A week that commenced with the most popular player in women's golf, Annika Sorenstam, already halfway home toward the Grand Slam ended with perhaps its most anonymous contestant on top of Cherry Hills. In truth, Annika had been upstaged long before Sunday afternoon. A gaggle of teenagers and college kids contending for the holiest of grails in women's golf made the week play more like a slumber party than major championship.
The sports world had conveniently used Annika's Slam quest to get another peek at 15-year-old phenom Michelle Wie, who didn't disappoint but did inspire a fresh layer of hyperbole. Opening with a 2-under-par 69, Wie worked her way into a tie for the lead through 54 holes and onto NBC analyst Johnny Miller's top five list of best swings in all of golf.
Wie has chosen to spend her middle and high school years testing herself against grown-ups instead of taking the critics' preferred path of "learning to win" by beating up on kids her own age. Her ultimate desire is to play against men in major championships. Sunday, Wie proved the plan isn't working by folding with a final round 82. Good players, especially grown men, just don't shoot 82 with a U.S. Open on the line. Instead, they shoot 81s and 84s like Retief Goosen and Jason Gore last week. Had Wie "learned to win" against her peers the way Rookie of the Year lock Paula Creamer did, maybe she would've matched Creamer's Sunday 79.
I say let her play against whomever she wants. Sure, she blew it Sunday while the nation's top-ranked female amateur, Morgan Pressel, hung in 'til the bitter end. But there's a big difference. Pressel, who's taken the conventional route of racking up junior titles, is merely an exceptionally talented young player with Hall of Fame potential. Wie, on the other hand, is from another world and could wind up in another Hall, as in the men's.
Annika, of course, is already in the LPGA Hall of Fame, but she was and is still is interested in transcending women's golf into the pantheon of sports immortals by achieving the Grand Slam. She was in good stead after an opening 71, but three straight bogeys Friday left Annika six shots back and in a major funk. Needing a weekend aggregate of 1-under 141, she instead signed for 73-77 and saw her Grand Slam aspirations fizzle into a pedestrian tie for 23rd. I suppose the fact that Annika left Denver with only two legs instead of three proves she's human after all.
As is so often the case in U.S. Opens, the final round was less about great shotmaking and way more about survival. Which helps explain how Lorena Ochoa came to the final hole at +3, needing a par four to get into a playoff but left having taken twice that many whacks.
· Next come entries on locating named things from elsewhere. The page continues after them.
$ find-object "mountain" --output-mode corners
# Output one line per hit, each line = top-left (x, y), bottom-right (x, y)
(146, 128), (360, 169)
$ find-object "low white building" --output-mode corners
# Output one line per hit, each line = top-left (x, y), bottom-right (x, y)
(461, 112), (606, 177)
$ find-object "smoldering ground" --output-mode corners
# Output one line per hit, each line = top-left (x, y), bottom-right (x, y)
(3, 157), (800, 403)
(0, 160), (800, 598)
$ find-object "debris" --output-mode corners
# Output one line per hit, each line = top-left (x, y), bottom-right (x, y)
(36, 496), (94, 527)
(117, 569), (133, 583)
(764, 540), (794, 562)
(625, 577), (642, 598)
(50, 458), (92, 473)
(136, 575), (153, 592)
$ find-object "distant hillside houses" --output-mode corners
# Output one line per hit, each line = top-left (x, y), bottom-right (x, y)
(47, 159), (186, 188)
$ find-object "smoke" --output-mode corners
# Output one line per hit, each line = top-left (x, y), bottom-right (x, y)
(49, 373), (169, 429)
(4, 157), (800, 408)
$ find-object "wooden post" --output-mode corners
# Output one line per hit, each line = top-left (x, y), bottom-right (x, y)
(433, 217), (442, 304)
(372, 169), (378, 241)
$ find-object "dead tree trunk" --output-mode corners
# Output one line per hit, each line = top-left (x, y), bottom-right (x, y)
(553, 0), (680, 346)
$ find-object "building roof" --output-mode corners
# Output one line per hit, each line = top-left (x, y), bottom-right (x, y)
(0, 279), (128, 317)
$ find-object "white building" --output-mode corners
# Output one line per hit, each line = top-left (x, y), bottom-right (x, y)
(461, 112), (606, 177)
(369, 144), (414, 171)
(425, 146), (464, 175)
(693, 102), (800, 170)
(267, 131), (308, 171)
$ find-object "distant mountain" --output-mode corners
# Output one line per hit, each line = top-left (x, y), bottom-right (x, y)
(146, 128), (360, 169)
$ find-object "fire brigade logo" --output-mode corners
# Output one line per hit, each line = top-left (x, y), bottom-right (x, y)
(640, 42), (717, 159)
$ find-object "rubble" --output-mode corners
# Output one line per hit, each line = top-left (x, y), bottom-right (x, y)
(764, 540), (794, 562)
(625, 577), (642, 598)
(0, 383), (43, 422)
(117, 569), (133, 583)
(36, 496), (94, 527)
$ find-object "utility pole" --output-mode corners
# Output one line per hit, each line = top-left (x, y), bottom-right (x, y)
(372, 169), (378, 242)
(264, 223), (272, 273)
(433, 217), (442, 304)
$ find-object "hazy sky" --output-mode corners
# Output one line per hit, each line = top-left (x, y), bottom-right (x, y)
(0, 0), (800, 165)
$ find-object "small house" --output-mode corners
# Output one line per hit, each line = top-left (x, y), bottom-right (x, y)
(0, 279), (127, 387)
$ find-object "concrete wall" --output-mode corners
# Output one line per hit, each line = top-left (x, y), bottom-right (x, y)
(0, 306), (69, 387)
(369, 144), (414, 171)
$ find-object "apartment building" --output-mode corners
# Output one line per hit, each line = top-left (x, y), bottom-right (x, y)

And why Natalie Gulbis with a birdie could've posted +4 but bogeyed instead for yet another near-miss. And why Brittany Lang, fresh off an NCAA team title with Duke last month, was such an interested spectator when Birdie's birdie fell at the last. Lang was the only player in the final 10 groups to match par, and her chances of at least earning the right to a Monday playoff looked good until Kim lived up to her name.
Pressel played beyond her years, too, though she's been doing that for nearly as long as she's had any years at all. You may recall four years ago she became the youngest to qualify for this championship. Pressel missed the cut then, but now at 17 and a grizzled veteran of three U.S. Opens, she finally proved she's capable of playing on the grandest stage of women's golf and whetted our appetite for the day she'll be out here full-time. And she should take home from Cherry Hills considerable comfort in knowing she didn't lose this U.S. Open nearly as much as Kim won it.
This was a weird event and one reflective of what happens when the USGA plays Marquis de Sade with a classic course. A half dozen of the best players in the women's game had so much to gain and in the end lost a commensurate amount. Annika's Grand Slam bid was left begging. Paula Creamer and Lorena Ochoa both missed opportunities to establish themselves as the best young player in the game. Michelle Wie surrendered 11 too many strokes Sunday and, thus, instant immortality as a 15-year-old major champion. Calendar girl Natalie Gulbis, now starring in her own eponymous reality show on The Golf Channel, could've ended any and all Anna Kourni-komparisons by winning her first LPGA title. Karen Stupples left some wondering which was the fluke: her eagle/double eagle start en route to victory in the final round of last year's British Open or the 78 she turned in Sunday playing with a share of the lead. Pressel could've upstaged Wie. Lang could've been the first amateur champion in nearly 40 years.
But somehow, the player with the least to lose gained the most. Birdie not only hadn't shown signs of being one of the best players on tour, she wasn't even the best player named Kim. She could've quietly shot 77 Sunday, picked up a top ten plus a nice check, and made a lot of people in the press tent happy by not requiring them to actually flip over to the modest half page she occupies in the LPGA media guide.
Instead, Birdie Kim now occupies a place in golf history more rarefied than Denver's mile high air. And that name, prophetically altered, now occupies space on the U.S. Women's Open trophy and may give new birth to the belief that what's in a name matters after all.